The Canary sisters fight again, but this time the hallucination flickers between an angry Sara to Detective Lance, shouting at Laurel for not telling him about Sara, for taking away his right to mourn. They continue like this, flashing back and forth between them, taking turns at chipping away at Laurel’s resolve with their accusations and their fists, but then Felicities words come back to Laurel. They fill her up and make her strong, and with Felicity’s voice in her ear, she decides she’s done trying to be her sister. She overtakes Zytle and starts wailing on his face. Laurel looks up and sees Sara again, but this time it’s not Sara the Canary, it’s just Sara the girl, and she’s proud of her big sister.

Goodbye, ol’ girl.

Having learned from her hallucinations, and from her chat with Felicity, Laurel knows there’s something else she has to do besides stepping out of her sister’s shadow. She goes to see her father, bottom lip trembling, and tells him that she has news. Quentin Lance puffs out his chest, trying to show his daughter that she doesn’t have to be afraid, and says he already knows that she’s newest bird on the street, that Sara hasn’t been back lately and is probably off globetrotting with that beautiful girlfriend of hers. When tears fall from Laurel’s eyes, he mistakes it for relief at his knowing the truth and pulls her in close. Laurel hesitates, feeling safe in her father’s arms, not wanting to break him, not wanting him to push her away. But finally she steps back, crying in earnest now, and admits the news is about Sara. That’s all she has to say for the heavy realization to hit him; it’s every father’s worst nightmare, and he’s had to live it twice. “Not my baby,” he chokes out, “Not again.” His heart shatters into a million pieces, and Laurel wraps her arms around him. He holds her and they cry together; for themselves, for each other. For Sara.

Across town, Oliver goes to see Thea, who is sitting with Roy.
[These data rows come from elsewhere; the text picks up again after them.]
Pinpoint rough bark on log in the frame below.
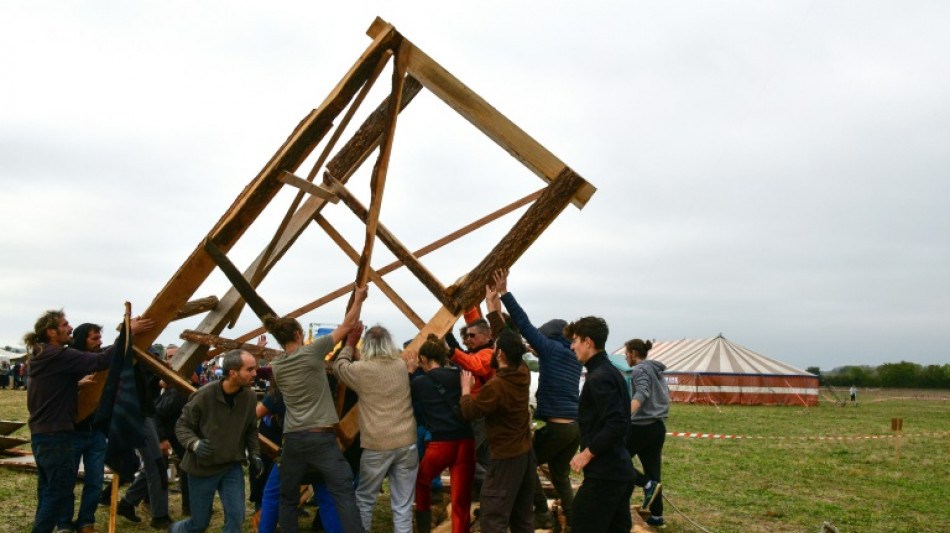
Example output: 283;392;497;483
179;329;284;360
447;167;587;309
172;296;218;321
172;78;422;373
Thea says she thought she could keep herself safe, that she was stronger, but now she knows that the League of Assassins are not your run-of-the-mill overly aggressive dudes, which is really all she intended to use her training on before Merlyn told her she was marked for death. Thea admits that even though she’s still pissed at her bio-dad, she sees now that maybe they can’t do this without him. She turns to Malcolm and assures him that she won’t forget the things he has done, and he says that’s fair. Merlyn tells the Queen siblings that if they have any hope of beating Ra’s al Ghul, they will first have to conquer their fears. And he knows just where to start.

Oliver tells Team Arrow that he’s leaving again, this time with warning, and this time only for a few days. Felicity doesn’t love the idea. But it’s for Thea. Besides, Oliver knows now that the Arrowless Team Arrow still functions pretty damn efficiently. The city is safe in their hands. He makes it clear that he’s including Laurel in this declaration of approval, and she appreciates it. (Though even if she did want to say something snarky like, “No shit, Sherlock,” she is plum out of energy, physical and emotional.)

Arrowless Team Arrow: Reassemble!

Cut to Oliver leading Thea on a hike that she is already 1000% over only two hours in. Oliver tells her she better get used to it, because this place will be their home for a few days. They look out over the view and Oliver says, “Everything the light touches is a place where I almost died.”

Oliver took her to the island. We’re going back to Lian Yu.

What did you think of “Canaries”? Did you love seeing Caity Lotz as much as I did, even if it was just a hallucination?